Arlee Theater in Mason City, Illinois, a locally-owned and operated art deco movie theater, which relies on volunteers to stay open, hosted its first Slow Art Day (and the first one we know of in a movie theater – wow!) with great success.
Ahead of the event, local residents were invited to submit an artwork to be considered for a slow looking session to be held on the big screen.
Arlee’s volunteer crew selected five artworks (out of the overall twenty that were submitted) to be shown for five minutes each before Saturday night’s movie screening. These replaced the normal pre-show advertisements, and were accompanied by brief contextual information about Slow Art Day to help orient people arriving at different times. You can view the five works below.
Following the event, a timed video of the artworks was uploaded to the Arlee website and Facebook page so people could participate at home as well.
Marcia Maxson Schwartz, who is an Arlee board member and volunteer, reported that they received a lot of positive feedback, including from visitors who rarely go to museums or galleries. In fact, by bringing art into the movie theater, Arlee is showing all of us how to bring art into the lives of *many* more people.
Further, Schwartz and her volunteer team hope to use this year’s success to create a citywide Slow Art Day in Mason next year.
“While we only had a couple of days to get things together, our team considers it a success and is looking forward to next year – we’ve even started the ball rolling with a store owner and the town’s librarian to coordinate events across this little town next year.”
Marcia Maxaon Schwartz
At Slow Art Day HQ, we love the pioneering efforts of the Arlee Theater and hope they start a movement of movie theaters around the world showing art slowly.

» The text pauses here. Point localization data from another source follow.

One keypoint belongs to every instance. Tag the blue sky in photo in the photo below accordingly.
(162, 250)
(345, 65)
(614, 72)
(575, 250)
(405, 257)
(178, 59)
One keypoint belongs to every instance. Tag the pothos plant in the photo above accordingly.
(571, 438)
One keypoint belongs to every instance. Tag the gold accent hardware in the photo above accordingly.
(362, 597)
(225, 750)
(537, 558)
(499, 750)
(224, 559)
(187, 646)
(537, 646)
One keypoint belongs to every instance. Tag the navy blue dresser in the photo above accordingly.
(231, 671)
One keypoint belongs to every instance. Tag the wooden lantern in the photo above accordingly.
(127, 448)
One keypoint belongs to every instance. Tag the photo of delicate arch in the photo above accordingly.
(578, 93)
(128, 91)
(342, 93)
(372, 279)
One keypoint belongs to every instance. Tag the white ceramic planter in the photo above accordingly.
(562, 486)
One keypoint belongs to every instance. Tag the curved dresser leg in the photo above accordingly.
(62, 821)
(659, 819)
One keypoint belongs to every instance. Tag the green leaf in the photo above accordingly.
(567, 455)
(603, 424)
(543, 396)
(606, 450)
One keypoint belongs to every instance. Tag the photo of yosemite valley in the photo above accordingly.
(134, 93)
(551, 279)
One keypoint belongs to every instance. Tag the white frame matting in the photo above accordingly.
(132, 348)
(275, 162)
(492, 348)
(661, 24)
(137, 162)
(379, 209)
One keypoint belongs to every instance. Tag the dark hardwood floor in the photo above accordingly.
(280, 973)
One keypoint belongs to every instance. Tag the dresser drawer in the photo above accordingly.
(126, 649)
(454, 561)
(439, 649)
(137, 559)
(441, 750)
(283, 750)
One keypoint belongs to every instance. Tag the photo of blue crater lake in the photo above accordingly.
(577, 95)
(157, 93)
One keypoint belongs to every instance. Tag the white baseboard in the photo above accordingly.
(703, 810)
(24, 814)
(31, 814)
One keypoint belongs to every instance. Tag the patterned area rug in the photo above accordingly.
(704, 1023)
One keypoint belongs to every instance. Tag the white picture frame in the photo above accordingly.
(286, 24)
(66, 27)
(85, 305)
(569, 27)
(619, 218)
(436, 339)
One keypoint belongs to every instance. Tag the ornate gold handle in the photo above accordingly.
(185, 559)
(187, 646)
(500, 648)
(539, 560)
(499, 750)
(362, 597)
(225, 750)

We also love the mix of kinds of institutions that are now participating in Slow Art Day – major national museums, regional and university museums, galleries, outdoor sculpture parks, avant garde art spaces, and local movie theaters in small towns. Hurray!
Art needs to be slowly seen *everywhere* and we thank the volunteers at Arlee for innovating a new way to reach more people.
We eagerly anticipate what Arlee and the town of Mason, which may host a citywide Slow Art Day in 2024, come up with for next year.